Amanhã é o ultimo dia do projeto Stereoteca, que tem a ambição de “capturar” movimentos da cena de Belo Horizonte em pleno vôo. Os holofotes do teatro da biblioteca municipal estarão focados na intérprete de MPB dona Jandira, nascida em Maceió, que é artesã, comanda um coral de crianças e adolescentes e começou a cantar profissionalmente aos 66 anos. O convidado é Vítor Santana, compositor daqui. Ele também tem um CD recém-lançado em parceria com a companheira Mariana Nunes (“Abra Palavra”). Além de músicas próprias, os dois resgatam afro-sambas, toadas e baiões.
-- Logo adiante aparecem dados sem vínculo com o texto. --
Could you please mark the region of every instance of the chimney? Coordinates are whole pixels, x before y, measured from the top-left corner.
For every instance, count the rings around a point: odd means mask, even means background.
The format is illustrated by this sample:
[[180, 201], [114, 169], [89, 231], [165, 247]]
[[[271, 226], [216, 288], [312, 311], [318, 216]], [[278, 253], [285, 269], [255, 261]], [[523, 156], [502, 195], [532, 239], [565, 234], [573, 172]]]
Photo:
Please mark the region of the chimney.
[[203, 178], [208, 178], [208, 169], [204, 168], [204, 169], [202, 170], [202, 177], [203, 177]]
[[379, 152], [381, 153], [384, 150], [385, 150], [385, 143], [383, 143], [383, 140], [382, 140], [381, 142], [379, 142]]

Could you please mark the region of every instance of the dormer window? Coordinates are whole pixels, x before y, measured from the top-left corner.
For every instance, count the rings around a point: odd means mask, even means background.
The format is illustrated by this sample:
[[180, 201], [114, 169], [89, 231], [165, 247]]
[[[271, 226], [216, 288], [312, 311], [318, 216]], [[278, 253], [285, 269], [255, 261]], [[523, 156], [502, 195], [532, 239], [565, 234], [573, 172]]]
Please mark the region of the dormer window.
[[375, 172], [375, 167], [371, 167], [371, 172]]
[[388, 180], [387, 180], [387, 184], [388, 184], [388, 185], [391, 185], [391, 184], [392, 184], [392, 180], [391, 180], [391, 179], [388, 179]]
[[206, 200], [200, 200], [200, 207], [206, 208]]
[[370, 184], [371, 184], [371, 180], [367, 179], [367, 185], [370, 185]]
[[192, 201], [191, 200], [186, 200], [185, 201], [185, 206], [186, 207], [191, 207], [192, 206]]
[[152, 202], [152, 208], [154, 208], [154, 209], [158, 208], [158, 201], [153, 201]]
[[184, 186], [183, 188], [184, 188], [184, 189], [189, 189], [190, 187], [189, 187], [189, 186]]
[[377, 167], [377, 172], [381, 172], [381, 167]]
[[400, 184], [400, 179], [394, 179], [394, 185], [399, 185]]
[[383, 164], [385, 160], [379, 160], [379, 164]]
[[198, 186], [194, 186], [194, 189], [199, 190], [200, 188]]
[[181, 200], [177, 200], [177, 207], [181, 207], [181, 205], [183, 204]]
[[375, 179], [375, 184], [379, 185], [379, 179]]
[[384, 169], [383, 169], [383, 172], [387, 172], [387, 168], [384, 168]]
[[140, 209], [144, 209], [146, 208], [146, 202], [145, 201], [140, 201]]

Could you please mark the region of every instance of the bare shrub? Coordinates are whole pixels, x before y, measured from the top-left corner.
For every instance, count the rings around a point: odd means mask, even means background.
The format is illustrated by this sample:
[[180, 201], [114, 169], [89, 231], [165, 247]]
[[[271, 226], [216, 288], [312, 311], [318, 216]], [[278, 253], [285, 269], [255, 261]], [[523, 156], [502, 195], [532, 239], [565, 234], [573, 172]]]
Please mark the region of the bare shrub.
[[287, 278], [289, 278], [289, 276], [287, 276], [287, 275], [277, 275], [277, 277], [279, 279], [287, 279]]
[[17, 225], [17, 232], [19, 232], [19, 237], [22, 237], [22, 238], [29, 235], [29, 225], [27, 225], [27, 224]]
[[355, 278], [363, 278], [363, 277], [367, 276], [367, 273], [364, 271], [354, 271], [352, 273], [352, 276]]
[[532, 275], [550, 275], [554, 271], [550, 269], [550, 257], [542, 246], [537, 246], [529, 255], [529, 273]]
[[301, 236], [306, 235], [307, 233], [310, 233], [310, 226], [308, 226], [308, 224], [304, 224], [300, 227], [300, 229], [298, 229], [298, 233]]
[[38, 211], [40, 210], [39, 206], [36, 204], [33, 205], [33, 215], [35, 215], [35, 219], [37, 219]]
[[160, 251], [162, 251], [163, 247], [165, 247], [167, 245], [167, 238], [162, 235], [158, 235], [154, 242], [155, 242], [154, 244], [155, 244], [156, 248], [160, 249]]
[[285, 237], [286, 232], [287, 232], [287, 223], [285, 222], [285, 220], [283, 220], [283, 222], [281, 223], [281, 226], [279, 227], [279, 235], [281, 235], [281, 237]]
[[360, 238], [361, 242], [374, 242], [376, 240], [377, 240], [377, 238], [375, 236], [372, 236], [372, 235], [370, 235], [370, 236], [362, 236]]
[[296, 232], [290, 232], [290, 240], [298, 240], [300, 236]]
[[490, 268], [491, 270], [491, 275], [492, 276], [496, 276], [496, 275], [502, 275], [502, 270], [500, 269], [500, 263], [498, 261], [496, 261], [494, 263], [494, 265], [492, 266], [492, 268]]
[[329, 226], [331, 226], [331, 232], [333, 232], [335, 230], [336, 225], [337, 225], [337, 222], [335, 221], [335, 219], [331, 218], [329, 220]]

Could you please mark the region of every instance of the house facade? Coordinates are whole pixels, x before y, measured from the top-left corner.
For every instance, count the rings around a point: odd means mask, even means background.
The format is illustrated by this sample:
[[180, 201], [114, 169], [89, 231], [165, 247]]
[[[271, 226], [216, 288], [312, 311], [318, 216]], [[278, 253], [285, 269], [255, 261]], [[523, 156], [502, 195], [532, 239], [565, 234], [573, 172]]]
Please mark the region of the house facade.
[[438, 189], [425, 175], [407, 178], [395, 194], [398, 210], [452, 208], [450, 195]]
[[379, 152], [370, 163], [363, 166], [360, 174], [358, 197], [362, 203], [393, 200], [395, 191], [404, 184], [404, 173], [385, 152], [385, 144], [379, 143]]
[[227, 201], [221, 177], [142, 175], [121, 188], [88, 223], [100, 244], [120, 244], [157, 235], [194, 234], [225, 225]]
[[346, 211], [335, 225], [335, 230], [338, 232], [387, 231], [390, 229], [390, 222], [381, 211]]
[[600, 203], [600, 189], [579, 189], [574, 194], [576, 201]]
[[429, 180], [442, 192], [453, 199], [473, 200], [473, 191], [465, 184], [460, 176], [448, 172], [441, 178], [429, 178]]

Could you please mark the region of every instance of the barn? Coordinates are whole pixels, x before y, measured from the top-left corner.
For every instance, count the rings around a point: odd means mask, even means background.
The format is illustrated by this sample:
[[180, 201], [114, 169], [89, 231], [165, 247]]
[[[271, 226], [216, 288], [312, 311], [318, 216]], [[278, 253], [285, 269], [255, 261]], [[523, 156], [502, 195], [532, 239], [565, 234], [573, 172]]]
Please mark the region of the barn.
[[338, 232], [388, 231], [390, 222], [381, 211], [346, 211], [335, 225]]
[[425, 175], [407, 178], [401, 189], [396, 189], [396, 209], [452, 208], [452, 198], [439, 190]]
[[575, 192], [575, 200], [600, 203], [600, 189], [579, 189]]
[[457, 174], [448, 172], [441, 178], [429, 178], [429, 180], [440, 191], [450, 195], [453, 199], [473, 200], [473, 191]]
O Stereoteca, já no segundo ano, tem sido bastante elogiado pela abrangência do projeto: o site, super produzido, fala um pouco sobre cada artista e permite baixar MP3. Nos shows, ainda são distribuídos exemplares gratuitos de um álbum ilustrado de figurinhas, com duas páginas para cada músico. Da minha parte, estou curtindo a regressão: não colecionava figurinhas desde a década de 1990. Aposto que a idéia vai servir como case de sucesso para os publicitários de plantão... Pena que estou longe de completar o álbum. E nem sei jogar bafo para ganhar na raça.